|The GRIPs research interests concentrated on the following topics:
Parallel implementation of combinatorial optimization algorithms
Several projects pursued in the LITH focus on the parallelization of combinatorial optimization algorithms for distributed memory parallel computers. This problem is being tackled from several viewpoints:
Performance prediction of multi-processor programs
Performance prediction is an important aspect of parallel computation. It is a key issue for compiling techniques, for the design of programming languages as well as for scheduling and load-balancing. After preliminary works, conducted for the design of the PARCEL language, a new FNRS project was started in mid-1995 explicitly on performance evaluation. Excellent results have been obtained and a thesis has been presented at EPFL on the subject as well as several papers and a useful prediction tool has been developed.
Object-based parallel programming languages
Development of innovating programming languages is an important part of the LITH activities in parallel computing. Two different languages and compilers have been developed. In the PASTIS language (in the P.Kuonen PhD thesis), dedicated to the implementation of combinatorial optimization algorithms, asynchronous communications were investigated. In the PARCEL language, dedicated to neural networks and artificial intelligence, synchronous programming is investigated. Both projects produced implementations of operational multi-processor compilers. Compiling techniques are also investigated in the ADD project on automatic data distribution.
Automatic data distribution
The ADD project aims at developing techniques to achieve automatically the distribution of data on distributed memory parallel computers. The project notably addresses the problem of the alignment of data, and the development of efficient data redistribution algorithms.

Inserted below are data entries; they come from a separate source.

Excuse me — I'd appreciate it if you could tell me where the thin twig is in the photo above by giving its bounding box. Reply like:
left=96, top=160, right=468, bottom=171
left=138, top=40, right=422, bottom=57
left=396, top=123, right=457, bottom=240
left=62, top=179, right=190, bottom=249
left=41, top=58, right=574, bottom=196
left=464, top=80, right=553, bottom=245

Commodity based supercomputers
Commodity parallel computing becomes more and more popular, as the specialised supercomputing companies stop their activity. In this new concept, a user is confronted with a machine constructed with mass produced fully equipped workstations or PCs which are interconnected through some high speed, low latency network. In collaboration with CAPA the LITH was strongly involved in the Swiss-Tx project . The final objective of this was to build a low cost, parallel commodity computer delivering one Teraflop/s. A first machine of this type, the T1, was delivered in June 2000, its power is half a Teraflop.
Until recently, the world of High Performance Computing (HPC) was mainly involved in solving huge numeric problems using matrix calculation (number-crunching). But, since the beginning of the nineties, distributed computing is emerging and some prototypes of parallel applications running on less costly local networks of workstations appeared. Following the development of Local Area Networks (LAN) during the eighties, Internet technology has popularized Wide Area Networks (WAN). Message passing programming, first localized on LAN and on massively parallel computers, is now moving to WAN. Habits of users are rapidly changing from a program centric vision to a service centric vision. Future users will require the realization of a given service in the most efficient environment presently available to them through a WAN. This evolution in the user's needs has led to the creation of a new high performance computing paradigm called metacomputing. In the framework of the ADOOC project (Asynchronous Distributed Object Oriented Computing, LITH joined in 1999 the international WOS (Web Operating System) project. This project aims at providing users with the possibility to submit a parallel/distributed service request without any prior knowledge about the service (where it is available, at what cost, under which constraints) and to have the service request fulfilled within the user's desired parameters (time, cost, quality of service, etc.)